Olivia Breen, Maria Lyle, Georgie Hermitage and Sophie Hahn break world T35-38 4x100m record, while Hannah Cockroft and Hollie Arnold also win gold on final day of IPC Athletics World Champs
The women’s T35-38 4x100m relay team, Hannah Cockroft and Hollie Arnold added three golds to Great Britain’s medal haul on the final day of the IPC Athletics World Championships, contributing to a total of 13 golds and 31 medals overall in Doha.
Olivia Breen, Maria Lyle, Georgie Hermitage and Sophie Hahn combined to break the world T35-38 4x100m record by more than a second, clocking 52.22 to beat previous record-holders Russia, who with 53.18 also dipped under the old world record mark.
“It was an amazing feeling, particularly when the world record flashed up on the screen,” said relay anchor Hahn. “It is an exciting time heading into Rio and hopefully we will get faster.”
Double Paralympic champion Cockroft completed a hat-trick in Doha, claiming her third gold with victory in the T34 400m.
The 23-year-old, who has also won the 100m and 800m in the past 10 days, clocked a 62.66 championship record to beat USA’s Alexa Halko with 64.20 as Cockroft’s GB team-mate Kare Adenagan claimed her second bronze of the championships after her medal in the 800m, clocking 64.78. Mel Nicolls finished fifth in 68.29.
“This one feels amazing,” said Cockroft. “In my last 400m race I was beaten by Kare and I came into this race not knowing what was going to happen.
“I think this is going to put more pressure on me,” she added. “Kare is coming through quick and fast and she’s a brilliant athlete, but I wanted to prove to people that the race in Newham was a bad day and I needed to forget about that.
“I came out here and I think I’ve redeemed myself and shown that everyone is going to have to work a little harder to beat me. It’s going to be a great showdown in Rio.”
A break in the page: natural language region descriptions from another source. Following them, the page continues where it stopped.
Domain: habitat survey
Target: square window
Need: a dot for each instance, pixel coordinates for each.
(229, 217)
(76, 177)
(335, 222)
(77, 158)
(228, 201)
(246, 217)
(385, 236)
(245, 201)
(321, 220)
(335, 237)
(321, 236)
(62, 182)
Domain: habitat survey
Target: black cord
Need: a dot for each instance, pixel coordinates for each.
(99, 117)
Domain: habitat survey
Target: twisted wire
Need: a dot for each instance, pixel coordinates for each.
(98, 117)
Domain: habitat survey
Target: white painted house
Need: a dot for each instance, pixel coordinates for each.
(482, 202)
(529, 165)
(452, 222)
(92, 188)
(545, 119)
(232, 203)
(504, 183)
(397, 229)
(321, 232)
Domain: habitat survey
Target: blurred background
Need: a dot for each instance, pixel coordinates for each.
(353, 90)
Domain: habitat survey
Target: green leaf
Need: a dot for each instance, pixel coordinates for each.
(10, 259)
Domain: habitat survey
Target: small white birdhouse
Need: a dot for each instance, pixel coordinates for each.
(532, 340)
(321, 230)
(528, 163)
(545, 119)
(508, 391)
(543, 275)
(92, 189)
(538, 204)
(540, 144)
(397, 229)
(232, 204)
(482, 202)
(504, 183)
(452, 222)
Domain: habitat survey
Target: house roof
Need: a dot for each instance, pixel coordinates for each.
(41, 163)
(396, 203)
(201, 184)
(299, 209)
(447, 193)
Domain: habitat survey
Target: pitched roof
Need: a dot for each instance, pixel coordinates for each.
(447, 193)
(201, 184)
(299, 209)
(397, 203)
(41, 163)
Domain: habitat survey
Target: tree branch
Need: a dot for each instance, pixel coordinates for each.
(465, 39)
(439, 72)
Arnold retained her F46 javelin title in style, breaking the championship record with 40.53m. Having taken the lead in the second round when extending the record to 40.03m, she followed that up with her winning throw.
“I’m over the moon,” she said. “I did want to go out there and break the world record, but in this heat, I was melting. I know there is more to come which is a massive positive.”
GB head coach Paula Dunn, who saw her team better the set medal target, commented: “We came out to Doha with the aim of winning 26-30 medals, 10-12 of those being gold, and we hit that objective before we even started the final session.
“We can’t afford to take this for granted going into a Paralympic year, but it’s a really good indication of the strength and depth we have across the board.”
The final session had got underway with a world record as Russia’s Evgenii Shvetcov clocked 24.29 to break his own record mark in a T36 200m final which saw Britain’s Graeme Ballard finish sixth.
Ballard’s team-mate Ben Rowlings was seventh in a T34 200m final won by Tunisia’s Walid Ktila who secured his fourth gold of the championships. With that win, the 30-year-old completed a double quadruple, repeating his feat from two years ago in Lyon with victories over 100m, 200m, 400m and 800m.
Rhys Jones placed eighth in the T37 100m, while T38 400m bronze medallist Shaun Burrows finished fifth in the 100m final.
Another world record fell in the men’s T11-13 4x100m as the Russian team clocked 42.11 to better a mark which had been set by Spain in 1994.
China topped the medal table in Doha with a total of 41 gold, 26 silver and 18 bronze medals, while Russia, who finished top two years ago, were second with 24 gold, 21 silver and 24 bronze. USA was third, Great Britain fourth with 13 gold, nine silver and nine bronze and Tunisia fifth.